Di seguito riportiamo l'intervista realizzata ad Alessandro Cocco, trader di Tag Group, al quale abbiamo rivolto alcune domande sull'indice Ftse Mib e su diverse blue chips.

Dopo aver testato ieri la soglia dei 21.000 punti, il Ftse Mib ha avviato un movimento correttivo che si sta accentuando oggi. Come cambia lo scenario a Piazza Affari e cosa prevede ora nel breve?

Un ritracciamento del Ftse Mib dopo i forti rialzi messi a segno da inizio anno non deve stupire e al momento possiamo dire che il trend ascendente in essere non è ancora messo in discussione.

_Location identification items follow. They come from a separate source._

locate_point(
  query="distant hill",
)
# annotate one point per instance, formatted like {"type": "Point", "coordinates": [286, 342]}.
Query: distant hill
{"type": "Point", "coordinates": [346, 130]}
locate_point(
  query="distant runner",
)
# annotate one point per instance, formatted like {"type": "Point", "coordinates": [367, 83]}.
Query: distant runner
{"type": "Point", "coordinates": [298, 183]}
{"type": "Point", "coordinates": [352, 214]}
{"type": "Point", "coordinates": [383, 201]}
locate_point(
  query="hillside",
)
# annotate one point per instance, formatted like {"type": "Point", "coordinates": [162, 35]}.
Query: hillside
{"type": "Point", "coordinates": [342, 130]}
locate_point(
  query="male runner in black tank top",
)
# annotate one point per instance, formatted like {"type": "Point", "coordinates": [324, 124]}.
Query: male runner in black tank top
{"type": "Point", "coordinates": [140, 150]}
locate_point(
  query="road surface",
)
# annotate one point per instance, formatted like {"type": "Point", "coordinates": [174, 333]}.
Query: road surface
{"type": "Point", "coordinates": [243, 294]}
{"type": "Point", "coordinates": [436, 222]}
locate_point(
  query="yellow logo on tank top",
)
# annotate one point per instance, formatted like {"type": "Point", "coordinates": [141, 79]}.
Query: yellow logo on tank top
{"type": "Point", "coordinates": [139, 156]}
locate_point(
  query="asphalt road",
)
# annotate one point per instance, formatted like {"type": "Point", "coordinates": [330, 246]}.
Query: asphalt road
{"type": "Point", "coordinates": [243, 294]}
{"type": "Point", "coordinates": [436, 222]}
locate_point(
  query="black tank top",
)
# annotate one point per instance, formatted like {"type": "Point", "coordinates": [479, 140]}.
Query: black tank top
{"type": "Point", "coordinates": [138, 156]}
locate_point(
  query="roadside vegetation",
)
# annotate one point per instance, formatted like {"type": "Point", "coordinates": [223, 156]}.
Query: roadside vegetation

L'indice non ha violato per ora nessun supporto forte, il primo dei quali è individuabile a ridosso dei 20.270 punti, livello che tra agosto e ottobre dello scorso ha tenuto i prezzi per poi essere ceduto al ribasso.

La tenuta di questo sostegno potrebbe far ripartire tranquillamente l'indice al rialzo, ma ricordiamo che proprio nei pressi dei 20.270 punti il Ftse Mib ha lasciato aperto un gap lo scorso 25 febbraio.

E' probabile che l'indice vada a coprire questo vuoto di prezzi, fermo restando che una violazione di area 20.270 aprirà le porte a nuove vendite, con conseguente cedimento del trend rialzista.

In tal caso il Ftse Mib scenderà anche al di sotto di area 20.000, con primo target intorno ai 19.600 punti e in caso di mancata tenuta di questa soglia si guarderà al supporto successivo di area 19.200.